Additionally, they contains two pairs of adjacent, congruent sides. As a result, it is possible to find the measure of corresponding angles in the kite, since the diagonals form two pairs of congruent triangles.

By using facts such as the triangle angle sum theorem, Corresponding Parts of Congruent Triangles are Congruent (CPCTC), and other properties of triangles to solve for the values of missing angles formed by the diagonals of a kite.

We can use what we know about kites to solve for missing angles let’s start with W

Well if I look at W it’s in this triangle right here where I don’t know any of the angles. So it doesn’t look like we can start with W. I’m going to start with y because I know Y if I go back to what I know about kites, is part of this intersection of the diagonals. This intersection will always be 90 degrees. Which means Y is a right angle, so I’m going to write Y equals 90 degrees and I'm going to erase Y and I’m going to draw in my symbol for a right angle. Which means if I do a little problem solving here I see that 90 plus 20 plus this angle must add up to 180 degrees.

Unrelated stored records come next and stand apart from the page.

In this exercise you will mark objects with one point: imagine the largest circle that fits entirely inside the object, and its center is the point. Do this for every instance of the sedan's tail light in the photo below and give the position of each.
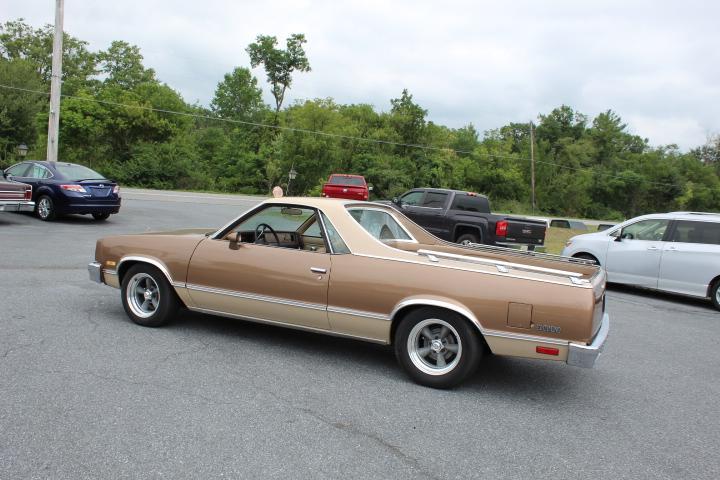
(74, 188)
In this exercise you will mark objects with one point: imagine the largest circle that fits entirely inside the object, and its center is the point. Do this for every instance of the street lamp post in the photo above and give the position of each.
(291, 176)
(22, 150)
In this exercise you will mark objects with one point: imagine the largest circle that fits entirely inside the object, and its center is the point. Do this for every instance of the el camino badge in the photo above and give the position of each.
(546, 328)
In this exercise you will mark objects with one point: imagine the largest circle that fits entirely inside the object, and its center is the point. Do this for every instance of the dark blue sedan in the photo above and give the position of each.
(63, 188)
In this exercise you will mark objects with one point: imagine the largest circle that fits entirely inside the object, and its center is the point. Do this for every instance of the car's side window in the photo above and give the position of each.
(379, 224)
(336, 241)
(696, 232)
(653, 230)
(412, 198)
(19, 170)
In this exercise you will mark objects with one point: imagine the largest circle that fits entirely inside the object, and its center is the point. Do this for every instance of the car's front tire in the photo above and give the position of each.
(148, 298)
(437, 348)
(45, 209)
(715, 294)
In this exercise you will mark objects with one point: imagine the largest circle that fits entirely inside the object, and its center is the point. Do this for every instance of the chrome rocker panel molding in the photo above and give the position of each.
(585, 355)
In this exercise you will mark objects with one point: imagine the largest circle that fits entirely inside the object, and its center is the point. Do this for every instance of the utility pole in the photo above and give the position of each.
(55, 84)
(532, 165)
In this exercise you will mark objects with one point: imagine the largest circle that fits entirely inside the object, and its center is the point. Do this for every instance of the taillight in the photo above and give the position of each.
(547, 350)
(74, 188)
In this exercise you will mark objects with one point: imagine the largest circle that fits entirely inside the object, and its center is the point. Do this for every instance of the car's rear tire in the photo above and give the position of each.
(715, 294)
(587, 256)
(467, 238)
(45, 209)
(148, 298)
(437, 348)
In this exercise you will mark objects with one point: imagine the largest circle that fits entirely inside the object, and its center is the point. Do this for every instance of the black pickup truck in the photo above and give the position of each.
(465, 217)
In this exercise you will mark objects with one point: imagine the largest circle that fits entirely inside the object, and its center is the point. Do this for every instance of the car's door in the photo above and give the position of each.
(286, 284)
(634, 258)
(691, 258)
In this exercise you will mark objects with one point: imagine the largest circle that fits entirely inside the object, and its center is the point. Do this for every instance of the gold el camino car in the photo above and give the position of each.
(363, 270)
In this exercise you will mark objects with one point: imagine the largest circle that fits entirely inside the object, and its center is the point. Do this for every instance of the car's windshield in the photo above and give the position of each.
(77, 172)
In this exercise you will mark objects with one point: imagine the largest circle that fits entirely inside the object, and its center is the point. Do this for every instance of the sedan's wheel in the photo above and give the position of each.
(45, 208)
(467, 239)
(437, 348)
(147, 297)
(715, 294)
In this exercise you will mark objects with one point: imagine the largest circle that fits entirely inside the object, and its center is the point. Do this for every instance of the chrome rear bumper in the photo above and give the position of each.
(95, 271)
(585, 355)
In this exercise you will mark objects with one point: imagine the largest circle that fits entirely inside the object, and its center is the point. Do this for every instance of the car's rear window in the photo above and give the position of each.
(77, 172)
(342, 180)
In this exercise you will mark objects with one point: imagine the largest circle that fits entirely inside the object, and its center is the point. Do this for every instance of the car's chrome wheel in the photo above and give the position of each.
(434, 346)
(45, 208)
(437, 347)
(143, 295)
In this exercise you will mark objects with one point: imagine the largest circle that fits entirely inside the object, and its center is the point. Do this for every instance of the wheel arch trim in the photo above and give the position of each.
(150, 260)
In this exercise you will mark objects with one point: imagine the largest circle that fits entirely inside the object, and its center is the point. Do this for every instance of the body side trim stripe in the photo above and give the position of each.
(288, 325)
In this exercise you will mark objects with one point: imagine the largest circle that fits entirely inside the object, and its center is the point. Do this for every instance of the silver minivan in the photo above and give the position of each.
(675, 252)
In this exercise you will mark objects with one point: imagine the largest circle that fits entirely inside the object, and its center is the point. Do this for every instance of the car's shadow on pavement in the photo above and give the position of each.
(641, 293)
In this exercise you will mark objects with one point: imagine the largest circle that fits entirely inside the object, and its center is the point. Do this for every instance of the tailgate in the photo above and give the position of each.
(525, 231)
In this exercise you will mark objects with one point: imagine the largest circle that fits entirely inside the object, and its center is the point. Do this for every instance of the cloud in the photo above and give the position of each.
(656, 63)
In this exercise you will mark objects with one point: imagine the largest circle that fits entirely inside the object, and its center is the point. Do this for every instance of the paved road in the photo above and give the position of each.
(84, 393)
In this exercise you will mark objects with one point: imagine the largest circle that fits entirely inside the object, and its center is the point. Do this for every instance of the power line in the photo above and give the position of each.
(325, 134)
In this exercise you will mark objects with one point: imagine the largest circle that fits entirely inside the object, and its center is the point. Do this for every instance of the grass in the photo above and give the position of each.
(555, 238)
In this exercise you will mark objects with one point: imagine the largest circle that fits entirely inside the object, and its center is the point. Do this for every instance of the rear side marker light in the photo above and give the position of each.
(548, 351)
(74, 188)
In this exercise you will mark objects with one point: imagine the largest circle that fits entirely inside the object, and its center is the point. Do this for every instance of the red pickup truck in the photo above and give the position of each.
(352, 187)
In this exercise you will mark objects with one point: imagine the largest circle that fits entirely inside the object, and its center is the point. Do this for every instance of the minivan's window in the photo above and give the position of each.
(696, 232)
(77, 172)
(653, 230)
(379, 224)
(340, 180)
(435, 200)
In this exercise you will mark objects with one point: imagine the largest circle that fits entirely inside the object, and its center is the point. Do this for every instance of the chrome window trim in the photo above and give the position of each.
(287, 325)
(255, 296)
(387, 211)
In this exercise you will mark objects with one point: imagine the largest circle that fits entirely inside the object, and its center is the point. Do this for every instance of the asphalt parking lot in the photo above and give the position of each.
(85, 393)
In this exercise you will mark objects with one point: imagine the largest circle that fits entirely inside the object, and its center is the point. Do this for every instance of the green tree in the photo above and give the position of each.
(237, 97)
(279, 64)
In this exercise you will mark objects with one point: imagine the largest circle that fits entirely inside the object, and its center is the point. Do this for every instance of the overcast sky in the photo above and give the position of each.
(656, 63)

Another way of saying that is that these two angles must be complementary so this angle is 70 degrees. Two congruent triangles are created here which means 70 degrees corresponds to W, so now I can figure out what W is. W must be 70 degrees. We’ve got a couple more variables we’ve got X and we’ve got Z.

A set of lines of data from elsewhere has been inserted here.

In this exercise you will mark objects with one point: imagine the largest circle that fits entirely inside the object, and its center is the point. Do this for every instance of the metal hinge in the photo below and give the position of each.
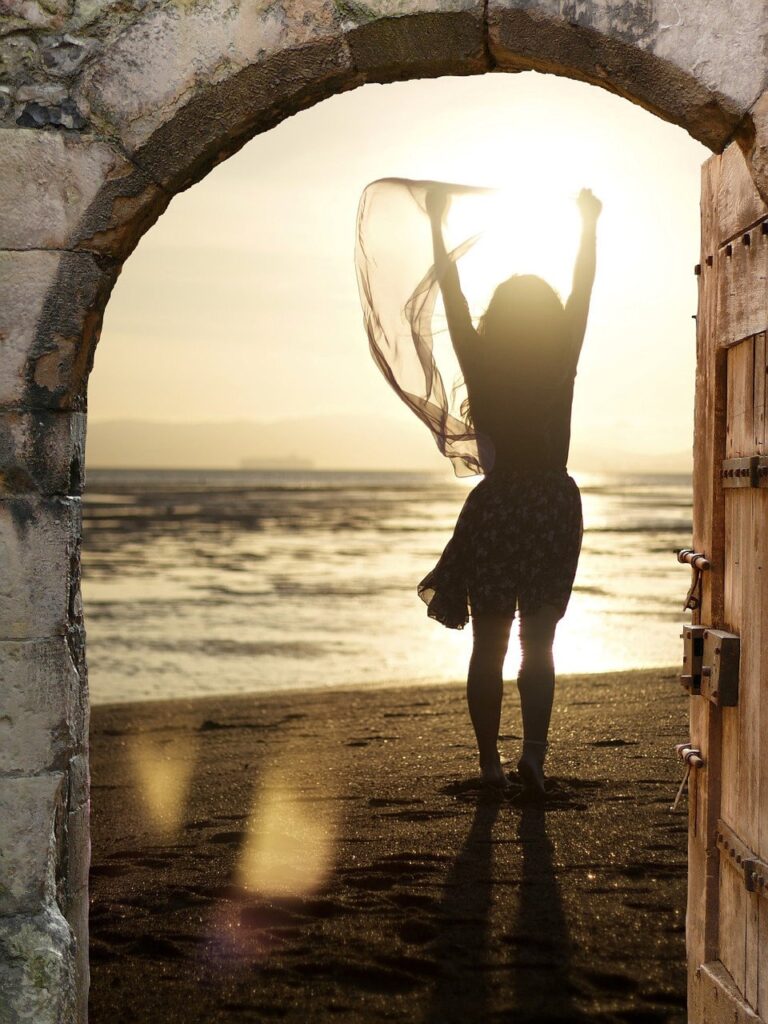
(750, 471)
(692, 653)
(698, 564)
(711, 665)
(754, 871)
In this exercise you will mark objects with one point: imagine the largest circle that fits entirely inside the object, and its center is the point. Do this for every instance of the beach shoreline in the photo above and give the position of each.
(327, 854)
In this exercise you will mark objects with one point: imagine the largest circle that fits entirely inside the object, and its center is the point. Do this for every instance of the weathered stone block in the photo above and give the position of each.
(51, 306)
(43, 711)
(38, 970)
(77, 916)
(79, 778)
(76, 856)
(42, 452)
(396, 40)
(756, 145)
(29, 807)
(40, 555)
(26, 14)
(59, 192)
(225, 71)
(645, 52)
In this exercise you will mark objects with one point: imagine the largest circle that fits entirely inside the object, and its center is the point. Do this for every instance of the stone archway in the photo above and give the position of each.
(105, 113)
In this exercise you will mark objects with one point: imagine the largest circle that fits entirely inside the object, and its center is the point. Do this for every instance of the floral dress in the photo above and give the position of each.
(515, 545)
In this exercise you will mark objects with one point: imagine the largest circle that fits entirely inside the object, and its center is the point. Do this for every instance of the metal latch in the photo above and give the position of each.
(720, 662)
(690, 677)
(698, 563)
(691, 758)
(754, 871)
(749, 471)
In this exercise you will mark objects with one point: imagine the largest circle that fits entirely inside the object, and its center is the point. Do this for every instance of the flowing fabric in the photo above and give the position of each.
(398, 286)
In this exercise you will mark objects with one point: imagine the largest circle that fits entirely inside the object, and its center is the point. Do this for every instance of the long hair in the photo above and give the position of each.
(522, 333)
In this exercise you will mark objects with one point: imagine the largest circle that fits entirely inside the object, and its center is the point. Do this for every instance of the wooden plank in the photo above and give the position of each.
(737, 201)
(752, 951)
(716, 1000)
(750, 708)
(751, 506)
(733, 923)
(761, 656)
(759, 392)
(709, 443)
(762, 1003)
(742, 280)
(739, 431)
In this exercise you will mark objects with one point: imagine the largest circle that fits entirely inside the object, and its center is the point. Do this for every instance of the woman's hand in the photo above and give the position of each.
(589, 205)
(436, 203)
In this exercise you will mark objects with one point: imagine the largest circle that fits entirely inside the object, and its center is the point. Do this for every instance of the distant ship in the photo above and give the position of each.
(278, 462)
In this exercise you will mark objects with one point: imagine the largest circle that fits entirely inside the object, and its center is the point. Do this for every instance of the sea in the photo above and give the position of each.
(210, 582)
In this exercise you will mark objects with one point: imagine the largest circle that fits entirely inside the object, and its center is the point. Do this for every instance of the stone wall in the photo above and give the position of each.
(107, 110)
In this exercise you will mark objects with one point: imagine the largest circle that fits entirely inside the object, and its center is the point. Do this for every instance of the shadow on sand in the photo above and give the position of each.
(497, 970)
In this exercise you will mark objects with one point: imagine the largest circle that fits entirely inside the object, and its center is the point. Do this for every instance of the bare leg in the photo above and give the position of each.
(536, 684)
(484, 688)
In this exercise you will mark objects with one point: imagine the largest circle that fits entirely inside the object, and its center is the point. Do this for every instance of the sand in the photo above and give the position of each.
(328, 856)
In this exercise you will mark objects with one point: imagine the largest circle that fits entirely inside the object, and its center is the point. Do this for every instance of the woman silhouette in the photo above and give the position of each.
(517, 539)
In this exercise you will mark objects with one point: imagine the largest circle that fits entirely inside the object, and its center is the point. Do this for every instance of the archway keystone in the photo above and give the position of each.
(107, 111)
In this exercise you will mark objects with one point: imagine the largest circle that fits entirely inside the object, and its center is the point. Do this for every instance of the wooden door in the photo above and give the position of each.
(727, 918)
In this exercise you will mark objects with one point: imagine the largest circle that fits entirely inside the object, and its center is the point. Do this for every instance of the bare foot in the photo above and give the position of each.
(530, 767)
(493, 773)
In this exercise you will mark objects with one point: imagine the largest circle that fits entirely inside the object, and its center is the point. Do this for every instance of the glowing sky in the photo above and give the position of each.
(242, 302)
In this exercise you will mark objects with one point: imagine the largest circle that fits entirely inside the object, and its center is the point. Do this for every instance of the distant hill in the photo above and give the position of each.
(316, 441)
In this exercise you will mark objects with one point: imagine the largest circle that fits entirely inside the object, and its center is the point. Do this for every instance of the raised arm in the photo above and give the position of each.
(577, 308)
(459, 320)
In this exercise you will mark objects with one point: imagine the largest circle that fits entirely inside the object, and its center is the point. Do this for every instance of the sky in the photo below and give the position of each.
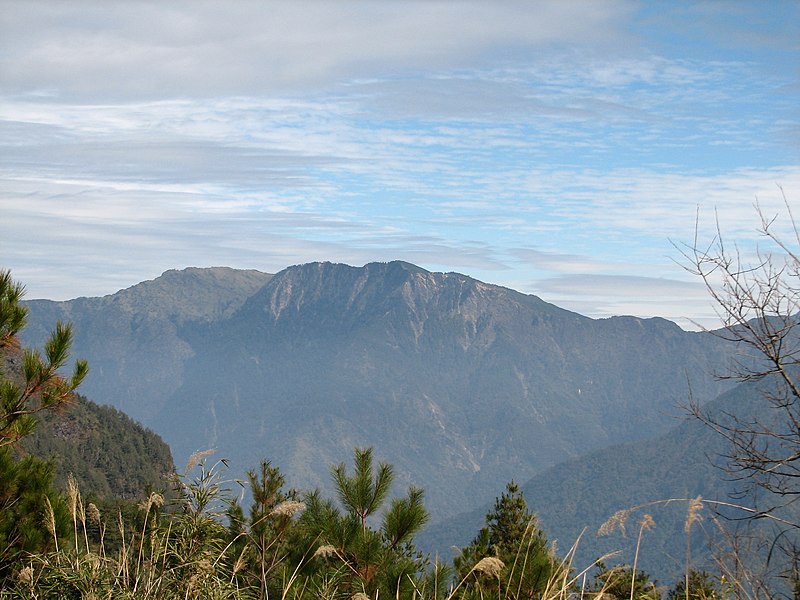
(568, 149)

Well if I start with 60 degrees here and I know that these two angles are vertical, which makes this a 90 degree angle, that means that this angle down here must be 30 degrees, because 30 plus 60 is 90. I also know that something exists between 60 and Z.

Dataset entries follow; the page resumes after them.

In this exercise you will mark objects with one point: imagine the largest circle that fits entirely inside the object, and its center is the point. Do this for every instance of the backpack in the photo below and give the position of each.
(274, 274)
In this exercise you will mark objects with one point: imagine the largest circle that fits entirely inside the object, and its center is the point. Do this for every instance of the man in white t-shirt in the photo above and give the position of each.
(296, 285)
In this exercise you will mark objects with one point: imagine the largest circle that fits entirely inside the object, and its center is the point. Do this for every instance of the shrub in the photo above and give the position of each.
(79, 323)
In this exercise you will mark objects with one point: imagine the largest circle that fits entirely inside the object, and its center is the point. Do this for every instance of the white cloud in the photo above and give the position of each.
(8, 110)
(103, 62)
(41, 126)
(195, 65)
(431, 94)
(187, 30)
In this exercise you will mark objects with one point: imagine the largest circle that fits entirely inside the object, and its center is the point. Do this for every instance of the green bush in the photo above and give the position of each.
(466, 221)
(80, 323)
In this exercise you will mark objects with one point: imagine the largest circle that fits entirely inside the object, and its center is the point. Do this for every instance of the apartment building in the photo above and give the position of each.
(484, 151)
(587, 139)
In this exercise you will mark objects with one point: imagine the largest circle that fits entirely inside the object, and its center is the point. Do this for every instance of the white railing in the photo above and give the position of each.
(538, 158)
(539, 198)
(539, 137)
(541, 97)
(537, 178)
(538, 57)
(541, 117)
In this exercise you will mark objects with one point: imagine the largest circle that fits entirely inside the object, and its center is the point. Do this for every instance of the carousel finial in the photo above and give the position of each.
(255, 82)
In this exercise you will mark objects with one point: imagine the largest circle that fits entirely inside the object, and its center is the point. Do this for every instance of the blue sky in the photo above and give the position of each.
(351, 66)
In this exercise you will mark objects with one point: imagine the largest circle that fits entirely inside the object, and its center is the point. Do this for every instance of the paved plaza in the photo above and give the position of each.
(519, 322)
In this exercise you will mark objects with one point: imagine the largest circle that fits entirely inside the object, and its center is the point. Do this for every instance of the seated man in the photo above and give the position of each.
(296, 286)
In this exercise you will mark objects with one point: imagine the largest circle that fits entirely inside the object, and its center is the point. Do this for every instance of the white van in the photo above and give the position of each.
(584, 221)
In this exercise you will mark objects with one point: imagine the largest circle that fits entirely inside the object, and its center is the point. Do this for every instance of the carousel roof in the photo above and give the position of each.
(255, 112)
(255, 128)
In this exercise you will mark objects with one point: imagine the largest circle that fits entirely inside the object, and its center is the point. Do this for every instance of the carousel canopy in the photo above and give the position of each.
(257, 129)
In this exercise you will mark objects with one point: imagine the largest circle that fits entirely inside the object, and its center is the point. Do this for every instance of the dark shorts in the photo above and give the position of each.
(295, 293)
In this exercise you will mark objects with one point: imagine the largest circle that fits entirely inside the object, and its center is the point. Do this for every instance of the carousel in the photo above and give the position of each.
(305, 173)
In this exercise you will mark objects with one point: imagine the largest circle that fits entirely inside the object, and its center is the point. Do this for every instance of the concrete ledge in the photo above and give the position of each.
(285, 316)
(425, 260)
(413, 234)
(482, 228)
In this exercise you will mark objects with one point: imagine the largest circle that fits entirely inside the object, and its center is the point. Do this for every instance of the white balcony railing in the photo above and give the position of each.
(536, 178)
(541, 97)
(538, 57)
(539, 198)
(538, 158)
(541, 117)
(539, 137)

Let’s go back to our diagram here and I see that this vertex angle is bisected by that diagonal creating two congruent angles. Which means Z must be congruent to 60 degrees. By the same token we know that if Z and 60 are corresponding and congruent then x and 30 must be corresponding and congruent. So X is 30 degrees.

Key things that we use here was that this vertex angle was bisected by the diagonal and that the two diagonals meet at a right angle.